The prevalence of edge server brings a new risk to video traffic identification due to the customization of the edge devices. Conventionally, the CDN server usually undertakes several tasks including video delivery and static resource delivery using the same domain name, which will make it difficult to identify the video traffic flow encrypted by TLS. However, the multimedia edge server hardly delivers the irrelevant traffic due to the customization of the edge device, which leads to the possibility of identifying the bitrate-based traffic flows from it. Therefore, the video traffic from the edge server is easier to identify and the traffic features are more stable. In this paper, we will present a noise-resistant video traffic identification method for VBR traffic flow. We will show that the traffic fingerprint from the real-world trace data captured from multimedia edge server can also match the bitrate fingerprint after appropriate preprocess. Initially, a simple traffic filter which only uses three labels from the unencrypted traffic is used to filter out the traffic that is from the multimedia edge server. After that, an LCS-based fingerprint-matching method is proposed to eliminate the interference of the remaining two types of noise and match the traffic fingerprint and bitrate fingerprint.

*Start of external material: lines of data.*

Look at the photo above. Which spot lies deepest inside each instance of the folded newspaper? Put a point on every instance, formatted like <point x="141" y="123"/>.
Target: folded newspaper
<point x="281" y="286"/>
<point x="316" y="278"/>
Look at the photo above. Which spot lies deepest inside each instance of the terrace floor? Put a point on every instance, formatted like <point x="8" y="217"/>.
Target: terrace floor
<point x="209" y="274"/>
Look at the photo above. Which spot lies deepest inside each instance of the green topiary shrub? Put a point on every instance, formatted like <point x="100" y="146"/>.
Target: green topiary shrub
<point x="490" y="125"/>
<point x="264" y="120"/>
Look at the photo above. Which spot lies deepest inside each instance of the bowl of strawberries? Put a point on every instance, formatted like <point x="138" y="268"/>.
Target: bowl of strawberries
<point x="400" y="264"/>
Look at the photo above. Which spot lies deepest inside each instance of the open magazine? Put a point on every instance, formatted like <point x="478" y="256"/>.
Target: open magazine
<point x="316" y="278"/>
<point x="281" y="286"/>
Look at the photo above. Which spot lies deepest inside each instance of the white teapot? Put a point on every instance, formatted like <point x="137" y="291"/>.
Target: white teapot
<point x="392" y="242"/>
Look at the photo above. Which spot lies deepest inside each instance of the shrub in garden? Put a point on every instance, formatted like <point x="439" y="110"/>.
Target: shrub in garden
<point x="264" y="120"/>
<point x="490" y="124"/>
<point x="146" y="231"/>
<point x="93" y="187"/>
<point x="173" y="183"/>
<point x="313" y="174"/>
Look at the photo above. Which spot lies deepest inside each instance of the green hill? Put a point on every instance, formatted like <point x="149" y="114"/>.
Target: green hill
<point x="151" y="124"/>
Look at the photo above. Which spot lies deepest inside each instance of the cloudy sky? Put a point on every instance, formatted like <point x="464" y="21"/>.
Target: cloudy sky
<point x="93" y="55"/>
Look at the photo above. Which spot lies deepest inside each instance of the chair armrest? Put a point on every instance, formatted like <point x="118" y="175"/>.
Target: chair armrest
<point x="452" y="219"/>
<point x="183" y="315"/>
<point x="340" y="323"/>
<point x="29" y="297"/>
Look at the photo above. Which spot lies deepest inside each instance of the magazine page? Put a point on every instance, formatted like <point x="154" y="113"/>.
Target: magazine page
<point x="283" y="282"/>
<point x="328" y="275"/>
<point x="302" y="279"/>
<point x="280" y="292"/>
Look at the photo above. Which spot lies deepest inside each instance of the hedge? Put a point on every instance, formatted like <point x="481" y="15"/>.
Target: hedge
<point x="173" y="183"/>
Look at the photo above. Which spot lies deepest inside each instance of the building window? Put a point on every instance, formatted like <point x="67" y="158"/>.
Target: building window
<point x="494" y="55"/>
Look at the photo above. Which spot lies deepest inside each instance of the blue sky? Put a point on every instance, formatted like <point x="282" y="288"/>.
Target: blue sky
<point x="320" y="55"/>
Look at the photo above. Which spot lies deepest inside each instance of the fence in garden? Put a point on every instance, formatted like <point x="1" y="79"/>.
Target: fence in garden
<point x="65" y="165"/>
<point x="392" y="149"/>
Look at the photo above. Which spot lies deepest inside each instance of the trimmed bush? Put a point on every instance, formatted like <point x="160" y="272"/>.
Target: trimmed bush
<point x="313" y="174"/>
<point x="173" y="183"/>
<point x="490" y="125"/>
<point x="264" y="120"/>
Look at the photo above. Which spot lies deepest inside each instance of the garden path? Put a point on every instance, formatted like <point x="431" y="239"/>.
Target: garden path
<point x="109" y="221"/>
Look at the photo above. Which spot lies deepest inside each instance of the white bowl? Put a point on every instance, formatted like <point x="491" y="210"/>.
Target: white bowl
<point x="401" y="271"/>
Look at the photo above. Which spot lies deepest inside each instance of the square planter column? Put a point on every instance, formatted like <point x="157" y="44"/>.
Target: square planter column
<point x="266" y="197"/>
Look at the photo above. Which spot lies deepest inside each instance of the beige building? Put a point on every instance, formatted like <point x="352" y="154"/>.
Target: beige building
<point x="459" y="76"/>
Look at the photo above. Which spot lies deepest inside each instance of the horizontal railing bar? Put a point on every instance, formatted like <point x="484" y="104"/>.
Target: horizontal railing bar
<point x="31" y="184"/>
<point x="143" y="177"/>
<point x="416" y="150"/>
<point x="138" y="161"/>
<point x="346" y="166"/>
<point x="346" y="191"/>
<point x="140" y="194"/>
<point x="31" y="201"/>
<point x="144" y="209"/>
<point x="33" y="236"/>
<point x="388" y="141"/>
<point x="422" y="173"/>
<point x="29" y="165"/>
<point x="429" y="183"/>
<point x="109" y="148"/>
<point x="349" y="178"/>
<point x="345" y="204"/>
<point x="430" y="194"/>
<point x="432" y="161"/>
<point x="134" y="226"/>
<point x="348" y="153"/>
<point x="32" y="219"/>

The rest of this paper is organized as follows: The literature is explored in Section 2. The data analysis is presented in Section 3. The system design is presented in Section 4. The traffic filter and LCS-based matching method are illustrated in Section 5 and Section 6. The system performance is evaluated in Section 7. Finally, Section 8 concludes this paper.

2.1. Privacy Leakage and Protection

With the growth of Internet applications, new security issues arise with the development of Internet infrastructures. On the one hand, the new paradigms could bring facilities to our daily life such as recommendation system [9, 10], computation offloading [2, 11, 12], and route planning [13, 14]. On the other hand, the privacy defense strategy also needs to consider more aspects with the upgrading of infrastructure: mobile devices [15], Internet of things (IoT) device [1618], and cloud server [14, 19]. Specifically, machine learning [20] and edge computing are developed rapidly, which brings more complex privacy leakage problems [21]. With the improvement of bandwidth and device performance, more video streaming service providers use edge servers to cache and distribute video content in order to reduce the pressure of data center, which leads to the popularity of research of multimedia privacy protection on edge server [22, 23]. In this paper, we will discuss the privacy leakage caused by encrypted video under noise interference.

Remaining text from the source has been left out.